The two competitors on this occasion were Spencer Gore (1850-1906) and William Cecil Marshall (1849-1921). Gore, like a certain Mr. Murray, triumphed in three sets, in front of a crowd of two hundred, who had paid a shilling to watch. As the winner, Gore was granted a pass through to the final of the following year’s final, which he subsequently lost. He never played the tournament again. Marshall reached the third round in 1879, but got no further than the first round in 1880. From hereon in, both men concentrated on business: Gore as a surveyor and Marshall as an architect.
Marshall enjoyed a long, and relatively fruitful career, with many of his better-known works being produced during the Edwardian era. They include 28 Bedford Square, London; 62 Berners Street, London; and Leigh Heights, Hindhead (formely known as Tweenways). He was also the architect of the Physical Laboratory, (completed 1906) and the School of Botany (completed 1907) at Trinity College, Dublin. His main claim to fame, however, comes from his having been the father of the writer and diarist Frances Partridge (1900-2004), who was associated with the Bloomsbury Group.

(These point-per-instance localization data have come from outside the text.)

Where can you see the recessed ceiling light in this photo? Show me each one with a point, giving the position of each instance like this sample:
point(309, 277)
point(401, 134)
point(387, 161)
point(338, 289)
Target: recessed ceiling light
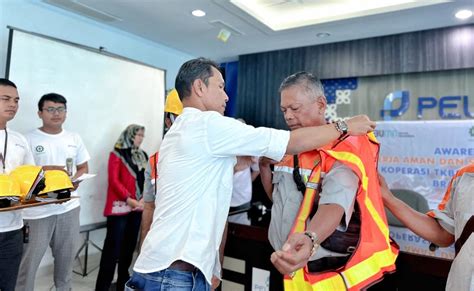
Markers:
point(323, 34)
point(463, 14)
point(198, 13)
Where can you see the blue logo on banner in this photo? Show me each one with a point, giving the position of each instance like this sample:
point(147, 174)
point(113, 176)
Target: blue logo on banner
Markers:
point(388, 112)
point(332, 85)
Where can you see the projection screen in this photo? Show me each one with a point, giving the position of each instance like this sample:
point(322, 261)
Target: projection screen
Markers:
point(104, 94)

Spencer Gore’s last child, Spencer Frederick Gore (1878-1914) was equally well-known in Edwardian art circles, not least for his involvement with the Camden Town Group. Though the young Gore would die of penumonia in early 1914 (outliving his father by only eight years) he had already established himself as one of the most talented painters of the day, striking up an influential friendship with the artist Walter Sickert. Gore was also, reportedly, a pretty talented sportsman himself.